Никита и его товарищи в ответ тоже закричали «Ура!», поснимали шапки, понадевали их на штыки вместе с венками и букетами, что вручили им на вокзале. Пришли, расположились но палаткам, два дня отдохнули. Потом потребовала снова Варшава для угощения всех георгиевских кавалеров на Уяздовский плац. А остальные части — в лагерях. Был обед, и водка, и пироги. Всех кавалеров и офицеров вывели на плац, главнокомандующий поблагодарил за службу, потом повели к нарочно выстроенным палаткам, поставили в одну шеренгу и разбили по десять человек в каждую палатку. Здесь, как запомнилось Никите, получил он по десять штук вкусных папирос на руки. Потом уже он пошёл к буфету — водки сколько угодно. А какой же казак без горилки? Тут ещё пироги и колбасы или же ветчина на закуску — бери сколько угодно. И на закуску бутылка пива. Горилка, как та добра девка, хоть кого с ума сведёт. И вот уже пошёл крик по всем палаткам, заревели ребята, запели: «Победа!»

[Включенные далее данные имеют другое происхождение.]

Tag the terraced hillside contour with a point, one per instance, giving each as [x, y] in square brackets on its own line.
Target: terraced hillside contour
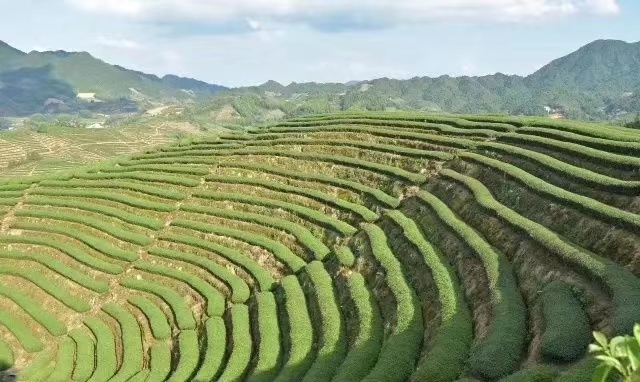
[371, 247]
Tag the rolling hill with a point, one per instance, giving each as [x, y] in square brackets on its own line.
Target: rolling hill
[599, 81]
[61, 76]
[338, 247]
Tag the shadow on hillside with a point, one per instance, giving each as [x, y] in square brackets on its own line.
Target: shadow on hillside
[33, 90]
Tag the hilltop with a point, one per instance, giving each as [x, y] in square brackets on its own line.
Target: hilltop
[340, 247]
[600, 81]
[60, 81]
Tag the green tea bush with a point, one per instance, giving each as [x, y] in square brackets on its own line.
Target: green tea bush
[242, 344]
[498, 354]
[53, 288]
[65, 362]
[580, 151]
[239, 289]
[28, 339]
[162, 192]
[131, 336]
[107, 195]
[215, 300]
[98, 244]
[620, 147]
[279, 250]
[119, 232]
[567, 330]
[345, 256]
[377, 194]
[6, 356]
[332, 342]
[181, 311]
[158, 322]
[621, 283]
[363, 354]
[301, 211]
[450, 347]
[370, 146]
[583, 203]
[538, 373]
[106, 357]
[402, 348]
[188, 356]
[66, 248]
[79, 277]
[268, 338]
[160, 362]
[144, 177]
[135, 219]
[40, 368]
[261, 275]
[551, 164]
[34, 309]
[187, 170]
[300, 335]
[214, 352]
[451, 142]
[85, 354]
[302, 235]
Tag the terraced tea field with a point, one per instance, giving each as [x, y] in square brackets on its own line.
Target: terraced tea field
[25, 152]
[376, 247]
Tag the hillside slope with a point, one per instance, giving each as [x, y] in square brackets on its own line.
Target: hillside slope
[82, 73]
[351, 247]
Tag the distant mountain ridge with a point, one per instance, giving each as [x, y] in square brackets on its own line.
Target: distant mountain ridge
[601, 80]
[43, 74]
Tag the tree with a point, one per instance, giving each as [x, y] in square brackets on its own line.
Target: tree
[5, 124]
[635, 124]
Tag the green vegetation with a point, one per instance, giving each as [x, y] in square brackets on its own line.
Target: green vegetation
[279, 250]
[214, 353]
[241, 339]
[35, 310]
[498, 354]
[300, 332]
[23, 334]
[303, 235]
[400, 350]
[131, 342]
[106, 357]
[65, 362]
[183, 315]
[239, 289]
[157, 320]
[303, 212]
[188, 350]
[268, 337]
[85, 354]
[566, 335]
[332, 344]
[450, 348]
[619, 357]
[363, 354]
[351, 247]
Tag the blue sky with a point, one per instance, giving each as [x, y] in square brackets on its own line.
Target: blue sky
[247, 42]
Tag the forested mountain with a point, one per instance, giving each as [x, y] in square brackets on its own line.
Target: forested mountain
[599, 81]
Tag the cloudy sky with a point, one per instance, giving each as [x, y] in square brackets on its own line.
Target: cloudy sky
[246, 42]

В этот день дана была им полная свобода гулять, как хочешь. С каждого полка подъехало по три фургона, кто уже ладно был пьян, забирали в фургоны и предоставляли в полк. К Никите попался земляк Орест Поторский Коломенского полка. Он его в палатку: «Гуляй, брат!» Ну, одним словом, было хорошо: напились, наелись, накурились и напелись, пора и расходиться. Сюда шли они под командой в порядке, а отсюда уже, кто как мог и кто куда вздумал. Один — к земляку, другой — к коханке, третий — в лагеря пополз, а кого фургоны увезли (кто поленился идти сам, влез в фургон, потому что до лагерей вёрст пять было, не меньше). Посуду же подаренную кто разбил да и закинул, а кто отдал буфетчику, а другой, жадный до денег, собрал и понёс продавать дюжиной.
Ну, поблагодарили и разошлись по лагерям и жили себе по-старому, только всё, что ни прочитаешь где, в книге или в газетах: всех хвалят, а их, кексгольмцев, нет, как будто бы полка в бою и не было.
Разобрала Никиту обида. Подговорил нескольких унтеров-кавалеров, и пошли они к своим офицерам: «Как, мол, такое могло статься?» Господа офицеры разъяснили, что были они как бы сиротами без отцов-командиров: командир полка почти сразу заболел и не показался больше за всю войну. Дивизии начальника убили, вот почему о них и слава такая, что и некому было об этом ни написать, ни донести по начальству. Шли же они такими трудными дорогами по Балканам, что за ними не то что корреспонденту, но даже офицерские денщики с вьюками отставали и рисковали жизнью.
Но вот подошла пора отпусков домой. Какая радость увидеть своих родных и родной край. А тут ещё просят послужить остаться на год в сверхсрочных Никиту.
Бог с вами! Окститесь!
А ему предлагают ещё два креста — румынский чёрный чугунный, да австрийский. Оно и хочется, интересно, да родина дороже всего!
Пригрело майское солнышко — зелень свежая, душа радуется и поёт.
Фельдфебель снова насел: «Останься, — говорит, — Ефремов, получишь кресты». — «Нет, — сказал твёрдо Никита, — есть у меня Георгий и медаль, будет с меня. Прощайте, ребята!» Расцеловал весь свой взвод и всех знакомых. Немного жаль ему было, что передал свой взвод характерному унтер-офицеру, но что же делать?!